I'm alone. No wife, no family. I work a job $30,000 a year to make widgets. My quota is 100 widgets per day, and widgets sell for $100. Over the course of a year, I'll make 25,000 widgets (250 working days X 100), with a total retail price of $2,500,000.
My GDP is $2,500,000, my income is still only $30,000.
With an income of $30,000, NO ONE will loan me $2,500,000 to buy a house, but that's my personal GDP, so according to you, there's no problem with me borrowing that much.
The national debt should not be compared to GDP -- it should be compared to revenue only, which is a percentage of a percentage of GDP.
No... but when you combine you and everybody else who earns a part a piece of that 2,500,000 a year... combined you’ll likely be able to borrow 4 times that.
Your description / analysis of the scenario is flawed.

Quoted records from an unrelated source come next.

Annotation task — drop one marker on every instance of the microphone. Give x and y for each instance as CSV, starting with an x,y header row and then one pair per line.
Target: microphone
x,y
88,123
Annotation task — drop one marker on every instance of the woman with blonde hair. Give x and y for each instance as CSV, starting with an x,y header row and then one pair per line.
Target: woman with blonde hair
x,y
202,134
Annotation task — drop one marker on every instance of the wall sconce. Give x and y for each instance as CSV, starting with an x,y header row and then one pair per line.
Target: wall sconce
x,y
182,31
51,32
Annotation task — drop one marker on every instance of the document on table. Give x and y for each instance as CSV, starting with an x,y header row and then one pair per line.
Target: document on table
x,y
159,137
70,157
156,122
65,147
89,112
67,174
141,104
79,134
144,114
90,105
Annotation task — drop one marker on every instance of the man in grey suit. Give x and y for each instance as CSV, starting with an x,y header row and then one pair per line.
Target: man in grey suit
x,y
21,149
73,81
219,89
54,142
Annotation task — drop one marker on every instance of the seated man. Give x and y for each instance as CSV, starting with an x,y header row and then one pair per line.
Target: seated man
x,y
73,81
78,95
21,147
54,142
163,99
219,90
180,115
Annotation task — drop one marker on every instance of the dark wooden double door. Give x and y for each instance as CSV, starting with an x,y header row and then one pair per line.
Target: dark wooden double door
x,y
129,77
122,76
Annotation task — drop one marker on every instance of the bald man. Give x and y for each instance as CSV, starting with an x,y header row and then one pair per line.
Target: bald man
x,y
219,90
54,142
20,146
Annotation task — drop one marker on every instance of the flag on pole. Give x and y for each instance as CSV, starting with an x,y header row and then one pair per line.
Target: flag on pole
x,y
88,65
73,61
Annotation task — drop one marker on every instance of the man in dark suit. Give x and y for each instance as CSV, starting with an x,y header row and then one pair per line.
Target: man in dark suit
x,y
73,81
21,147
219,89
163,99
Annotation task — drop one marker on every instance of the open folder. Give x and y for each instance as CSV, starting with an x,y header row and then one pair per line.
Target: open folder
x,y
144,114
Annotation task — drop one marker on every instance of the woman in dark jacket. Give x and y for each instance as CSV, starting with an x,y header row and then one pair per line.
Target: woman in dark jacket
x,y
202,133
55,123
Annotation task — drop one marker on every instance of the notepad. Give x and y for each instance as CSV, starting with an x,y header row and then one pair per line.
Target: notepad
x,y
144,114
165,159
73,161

YOUR "GNP" is NOT $2.5 million. Rather, it is only $30,000 per year. The "GNP" of your employer (I'm assuming, for the sake of simplicity, that you are his ONLY employee - i.e., that he gets to pocket all the rest of the fruits of your labor) is $2,470,000 per year.
That you made widgets worth millions is irrelevant to this discussion. The only thing that you actually sold was your labor - and that, apparently, had a market price of only $30,000 per year.
If you were smart, you'd open up your own factory and either find some other poor loser to work on the assembly line for you or do the work yourself and keep the "surplus value" (Marx) all to yourself.
What, you don't have the $10,000,000 it would cost to build the factory? Poor you!